Ash se estremeció con un nudo en el estómago. De alguna parte logró sacar una amplia sonrisa que enseñaba todos los dientes.

—¿Qué ha pasado? ¿Habéis decidido que no soy la que queréis? ¡Eso lo podíais haber dicho en Dijon! ¿O es ahora cuando me dices que queréis un contrato con mi compañía? Se me podría considerar ablandada. ¡Probablemente conseguiríais un buen trato!

Ash era consciente de que debía de apestar, a juzgar por las expresiones de los guardias que había cerca de ella, y las miradas más distantes de uno o dos hombres que podían ser súbditos libres del Rey Califa Teodorico; pero su propia nariz se había insensibilizado. Avanzó junto a Alderico, cojeando sobre las frías baldosas. Su boca siguió parloteando.

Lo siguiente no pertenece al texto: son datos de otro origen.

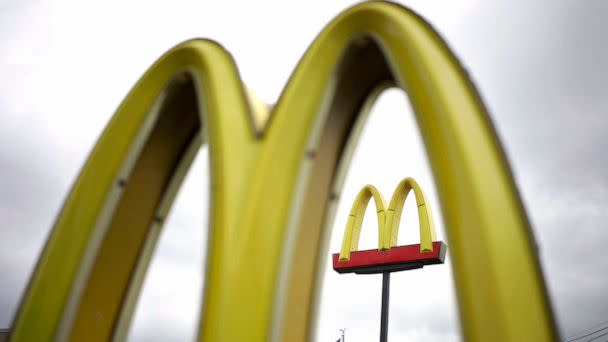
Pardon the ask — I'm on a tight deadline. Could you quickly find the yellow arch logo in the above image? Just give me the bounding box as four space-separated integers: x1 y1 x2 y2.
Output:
340 178 436 260
10 2 556 341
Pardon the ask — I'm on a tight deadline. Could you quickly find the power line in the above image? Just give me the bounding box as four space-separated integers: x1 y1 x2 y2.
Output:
565 321 608 342
585 330 608 342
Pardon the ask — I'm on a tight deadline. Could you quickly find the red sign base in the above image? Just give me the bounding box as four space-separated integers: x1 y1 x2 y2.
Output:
332 241 448 274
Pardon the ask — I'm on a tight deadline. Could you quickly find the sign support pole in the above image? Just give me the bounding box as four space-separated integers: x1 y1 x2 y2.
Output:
380 272 391 342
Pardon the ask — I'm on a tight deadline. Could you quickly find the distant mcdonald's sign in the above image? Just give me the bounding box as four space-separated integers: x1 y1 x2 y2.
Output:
10 1 557 341
333 178 447 273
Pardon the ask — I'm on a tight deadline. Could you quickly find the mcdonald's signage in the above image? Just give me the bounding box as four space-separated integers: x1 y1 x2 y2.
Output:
10 2 557 341
333 178 447 274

—Siempre pensé que bajo el Crepúsculo Eterno hacía calor. ¡Y esto está helado, joder! ¿Qué pasa, que la penitencia se os está haciendo demasiado pesada? Quizá Dios esté hasta las narices de esperar que alguien ocupe la Silla Vacía. Quizá sea un milagro.

—Silencio.

El miedo suelta la lengua. Ash calló.

Al estrecho pasillo daban varias puertas. Alderico abrió una, hizo una reverencia y la obligó a pasar delante de él de un empujón. Sus ojos quedaron deslumbrados por más luz aún.

Ash oyó la puerta cerrarse tras ella dando un portazo.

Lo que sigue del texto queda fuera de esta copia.